Pelo olhar no rosto da recepcionista, ela tinha presenciado seu pequeno momento aos pés da escada. Até o homem encarregado de abrir a porta a encarava preocupado, esperando alguma reação da jovem. April olhou ao redor para ganhar tempo, sentindo um caroço se formar em sua garganta. Precisaria respirar fundo se quisesse tomar as rédeas da situação.
— A festa é lá em cima — a moça acrescentou com um sorriso cortês.
— Obrigada — April agradeceu sem saber porquê — Mas vou me retirar agora.
Seu coração batia forte como se quisesse abrir caminho para fora de seu peito. O que era para ser apenas um momento longe dos olhares havia se tornado algo mais. A oportunidade só ficou clara quando surgiu: April tinha o direito de abandonar a festa sem se esgueirar pelas janelas como uma fugitiva. Ela não estava fazendo nada de errado. Certo?
— Pois não, espere um minuto. Eu chamarei seu motorista.

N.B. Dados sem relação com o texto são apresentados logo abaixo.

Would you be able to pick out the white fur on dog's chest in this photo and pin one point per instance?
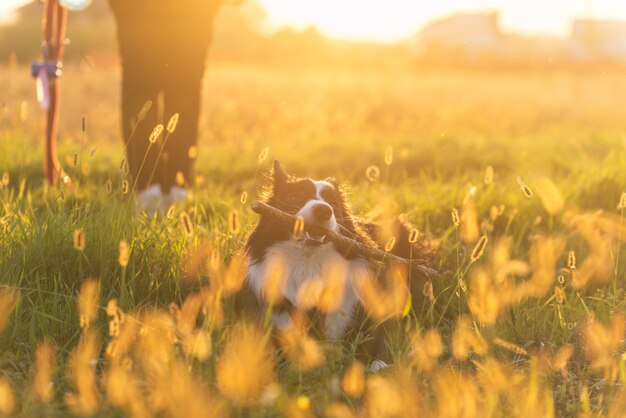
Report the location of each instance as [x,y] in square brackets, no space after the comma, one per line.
[310,263]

A menina sorriu para a gentileza, tentando esconder o medo de ser pega pelo senhor Caulder. A lealdade do motorista estava com seus pais e naturalmente o homem contaria tudo para eles na primeira oportunidade.
— Não, não. Prefiro andar. Eu preciso dar uma caminhada.
A resposta pareceu deixar os dois funcionários ainda mais desconfortáveis.
— Tudo bem... — os lábios da mulher se franziram. Definitivamente aquilo não estava previsto no manual — Vou chamar um táxi, então. Pode aguardar lá fora.
— Seria ótimo.
April se dirigiu à saída, e a recepcionista se voltou ao telefone com um pequeno sorriso cúmplice no rosto.
Assim que a porta do hall foi aberta, os pulmões da menina foram golpeados por ar fresco. Se não fosse pelo som das conversas animadas que atravessavam a entrada de vidro, o quarteirão estaria entregue ao silêncio absoluto. Ela decidiu esperar pelo táxi na calçada, onde o funcionário responsável por manobrar os carros fumava um cigarro.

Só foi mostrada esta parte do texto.